Automatically associated channels: HCN3 , HCN4

Title: Pacemaker channel dysfunction in a patient with sinus node disease.

Authors: Eric Schulze-Bahr, Axel Neu, Patrick Friederich, U Benjamin Kaupp, Günter Breithardt, Olaf Pongs, Dirk Isbrandt

Journal, date & volume: J. Clin. Invest., 2003 May , 111, 1537-45

PubMed link: http://www.ncbi.nlm.nih.gov/pubmed/12750403

Abstract
The cardiac pacemaker current I(f) is a major determinant of diastolic depolarization in sinus nodal cells and has a key role in heartbeat generation. Therefore, we hypothesized that some forms of "idiopathic" sinus node dysfunction (SND) are related to inherited dysfunctions of cardiac pacemaker ion channels. In a candidate gene approach, a heterozygous 1-bp deletion (1631delC) in exon 5 of the human HCN4 gene was detected in a patient with idiopathic SND. The mutant HCN4 protein (HCN4-573X) had a truncated C-terminus and lacked the cyclic nucleotide-binding domain. COS-7 cells transiently transfected with HCN4-573X cDNA indicated normal intracellular trafficking and membrane integration of HCN4-573X subunits.

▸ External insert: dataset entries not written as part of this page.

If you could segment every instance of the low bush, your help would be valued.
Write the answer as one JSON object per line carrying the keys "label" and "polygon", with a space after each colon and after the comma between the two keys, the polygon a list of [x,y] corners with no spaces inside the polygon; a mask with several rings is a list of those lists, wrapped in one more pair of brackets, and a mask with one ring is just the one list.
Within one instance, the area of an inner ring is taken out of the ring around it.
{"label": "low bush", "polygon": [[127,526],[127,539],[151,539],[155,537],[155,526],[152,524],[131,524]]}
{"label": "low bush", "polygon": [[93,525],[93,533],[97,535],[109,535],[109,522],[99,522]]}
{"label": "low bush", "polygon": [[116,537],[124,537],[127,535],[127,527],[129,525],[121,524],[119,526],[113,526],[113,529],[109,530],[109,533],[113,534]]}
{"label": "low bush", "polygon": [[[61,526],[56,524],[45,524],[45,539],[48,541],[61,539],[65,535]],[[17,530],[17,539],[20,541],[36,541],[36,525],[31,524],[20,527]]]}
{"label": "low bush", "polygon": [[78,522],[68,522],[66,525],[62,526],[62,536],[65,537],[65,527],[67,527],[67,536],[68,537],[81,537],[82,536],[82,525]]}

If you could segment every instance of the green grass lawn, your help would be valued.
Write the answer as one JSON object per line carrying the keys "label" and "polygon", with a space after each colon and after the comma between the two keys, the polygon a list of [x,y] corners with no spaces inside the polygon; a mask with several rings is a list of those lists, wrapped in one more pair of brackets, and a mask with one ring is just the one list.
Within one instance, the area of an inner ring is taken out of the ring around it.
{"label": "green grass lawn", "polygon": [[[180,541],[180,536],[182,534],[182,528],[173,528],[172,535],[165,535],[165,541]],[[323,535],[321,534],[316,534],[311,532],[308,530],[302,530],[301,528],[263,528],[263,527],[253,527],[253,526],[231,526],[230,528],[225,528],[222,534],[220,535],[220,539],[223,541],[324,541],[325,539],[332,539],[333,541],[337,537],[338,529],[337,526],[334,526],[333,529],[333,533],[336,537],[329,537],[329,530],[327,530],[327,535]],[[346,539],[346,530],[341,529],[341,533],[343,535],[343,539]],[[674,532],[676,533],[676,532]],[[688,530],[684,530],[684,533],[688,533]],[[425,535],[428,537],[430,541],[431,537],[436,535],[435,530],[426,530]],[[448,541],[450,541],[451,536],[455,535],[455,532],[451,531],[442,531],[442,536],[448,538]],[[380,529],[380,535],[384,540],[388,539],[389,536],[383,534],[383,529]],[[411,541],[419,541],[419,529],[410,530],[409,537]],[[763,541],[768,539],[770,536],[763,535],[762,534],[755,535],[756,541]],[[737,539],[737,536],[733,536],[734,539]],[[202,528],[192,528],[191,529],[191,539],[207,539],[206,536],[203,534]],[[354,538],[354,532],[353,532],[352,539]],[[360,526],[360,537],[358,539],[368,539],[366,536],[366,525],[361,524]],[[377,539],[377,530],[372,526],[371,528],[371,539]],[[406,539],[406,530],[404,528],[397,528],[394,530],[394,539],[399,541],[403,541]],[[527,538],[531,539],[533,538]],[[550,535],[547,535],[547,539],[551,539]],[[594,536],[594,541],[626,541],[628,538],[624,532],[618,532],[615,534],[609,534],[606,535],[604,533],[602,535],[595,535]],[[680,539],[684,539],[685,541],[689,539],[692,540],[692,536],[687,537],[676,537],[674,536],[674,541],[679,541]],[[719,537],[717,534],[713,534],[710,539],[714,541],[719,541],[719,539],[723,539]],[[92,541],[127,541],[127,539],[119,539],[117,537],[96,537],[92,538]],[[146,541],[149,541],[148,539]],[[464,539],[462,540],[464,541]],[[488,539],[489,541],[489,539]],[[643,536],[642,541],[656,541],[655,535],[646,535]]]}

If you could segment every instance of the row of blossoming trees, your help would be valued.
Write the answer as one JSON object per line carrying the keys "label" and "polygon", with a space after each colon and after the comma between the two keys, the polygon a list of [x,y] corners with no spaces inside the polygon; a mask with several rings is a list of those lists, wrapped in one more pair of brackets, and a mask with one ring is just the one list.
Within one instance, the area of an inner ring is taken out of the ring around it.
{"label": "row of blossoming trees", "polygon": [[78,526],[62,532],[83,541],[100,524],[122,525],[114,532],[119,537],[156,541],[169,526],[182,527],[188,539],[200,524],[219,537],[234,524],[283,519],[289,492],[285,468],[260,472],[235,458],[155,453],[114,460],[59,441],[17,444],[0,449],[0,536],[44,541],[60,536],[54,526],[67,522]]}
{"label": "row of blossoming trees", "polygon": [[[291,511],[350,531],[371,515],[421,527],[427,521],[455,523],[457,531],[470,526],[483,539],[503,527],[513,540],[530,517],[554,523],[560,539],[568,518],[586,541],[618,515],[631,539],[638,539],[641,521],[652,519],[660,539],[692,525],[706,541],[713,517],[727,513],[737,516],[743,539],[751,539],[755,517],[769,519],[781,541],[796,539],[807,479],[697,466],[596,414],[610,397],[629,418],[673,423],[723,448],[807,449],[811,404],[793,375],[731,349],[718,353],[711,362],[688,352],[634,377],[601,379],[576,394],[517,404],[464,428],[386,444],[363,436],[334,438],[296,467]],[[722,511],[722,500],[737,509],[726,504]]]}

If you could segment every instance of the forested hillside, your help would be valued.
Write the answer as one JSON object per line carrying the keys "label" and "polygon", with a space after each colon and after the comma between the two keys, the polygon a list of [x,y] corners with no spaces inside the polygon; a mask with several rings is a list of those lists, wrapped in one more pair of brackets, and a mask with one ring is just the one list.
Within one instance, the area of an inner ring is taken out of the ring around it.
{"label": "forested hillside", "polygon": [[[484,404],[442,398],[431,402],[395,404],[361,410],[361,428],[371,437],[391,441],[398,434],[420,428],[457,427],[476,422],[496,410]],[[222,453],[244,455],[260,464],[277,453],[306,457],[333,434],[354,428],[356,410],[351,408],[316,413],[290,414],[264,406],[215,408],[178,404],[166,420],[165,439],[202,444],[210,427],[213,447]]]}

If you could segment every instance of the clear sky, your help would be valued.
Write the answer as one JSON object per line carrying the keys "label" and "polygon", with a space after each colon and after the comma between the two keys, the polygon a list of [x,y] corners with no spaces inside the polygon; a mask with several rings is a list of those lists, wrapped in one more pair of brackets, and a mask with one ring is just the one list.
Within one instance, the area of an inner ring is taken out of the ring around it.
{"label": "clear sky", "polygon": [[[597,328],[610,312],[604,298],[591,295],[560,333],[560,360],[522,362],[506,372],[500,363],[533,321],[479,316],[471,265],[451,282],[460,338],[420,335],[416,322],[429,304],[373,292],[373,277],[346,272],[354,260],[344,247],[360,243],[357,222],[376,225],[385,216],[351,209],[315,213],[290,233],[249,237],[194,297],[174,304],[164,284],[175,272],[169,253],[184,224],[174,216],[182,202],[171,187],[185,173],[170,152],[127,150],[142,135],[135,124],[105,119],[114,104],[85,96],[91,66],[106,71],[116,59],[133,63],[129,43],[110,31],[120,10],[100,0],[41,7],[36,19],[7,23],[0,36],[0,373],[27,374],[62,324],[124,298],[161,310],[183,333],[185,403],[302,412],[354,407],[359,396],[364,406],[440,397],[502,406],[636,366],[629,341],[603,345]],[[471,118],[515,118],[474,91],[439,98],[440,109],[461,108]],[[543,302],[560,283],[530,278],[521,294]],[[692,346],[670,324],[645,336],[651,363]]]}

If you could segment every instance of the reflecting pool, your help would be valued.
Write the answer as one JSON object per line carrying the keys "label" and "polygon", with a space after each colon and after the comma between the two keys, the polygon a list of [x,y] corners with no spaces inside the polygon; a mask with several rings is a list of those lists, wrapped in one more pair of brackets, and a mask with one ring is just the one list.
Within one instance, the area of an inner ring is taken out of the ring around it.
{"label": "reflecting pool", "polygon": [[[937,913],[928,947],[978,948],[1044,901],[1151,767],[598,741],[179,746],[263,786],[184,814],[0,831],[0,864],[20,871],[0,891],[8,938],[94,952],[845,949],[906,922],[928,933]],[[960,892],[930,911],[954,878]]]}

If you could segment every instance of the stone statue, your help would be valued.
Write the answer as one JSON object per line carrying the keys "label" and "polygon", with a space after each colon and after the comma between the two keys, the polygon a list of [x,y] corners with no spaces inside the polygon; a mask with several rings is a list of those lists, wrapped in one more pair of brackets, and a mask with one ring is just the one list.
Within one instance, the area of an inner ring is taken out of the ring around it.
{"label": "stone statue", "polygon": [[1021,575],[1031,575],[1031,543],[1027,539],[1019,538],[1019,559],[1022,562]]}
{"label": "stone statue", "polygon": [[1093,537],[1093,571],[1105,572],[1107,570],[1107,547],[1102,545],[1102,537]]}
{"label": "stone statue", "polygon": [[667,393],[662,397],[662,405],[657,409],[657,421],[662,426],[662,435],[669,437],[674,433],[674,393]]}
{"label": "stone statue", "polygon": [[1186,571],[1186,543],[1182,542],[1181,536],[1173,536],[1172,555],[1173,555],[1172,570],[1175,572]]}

Patch-clamp experiments showed that HCN4-573X channels mediated I(f)-like currents that were insensitive to increased cellular cAMP levels. Coexpression experiments showed a dominant-negative effect of HCN4-573X subunits on wild-type subunits. These data indicate that the cardiac I(f) channels are functionally expressed but with altered biophysical properties. Taken together, the clinical, genetic, and in vitro data provide a likely explanation for the patient's sinus bradycardia and the chronotropic incompetence.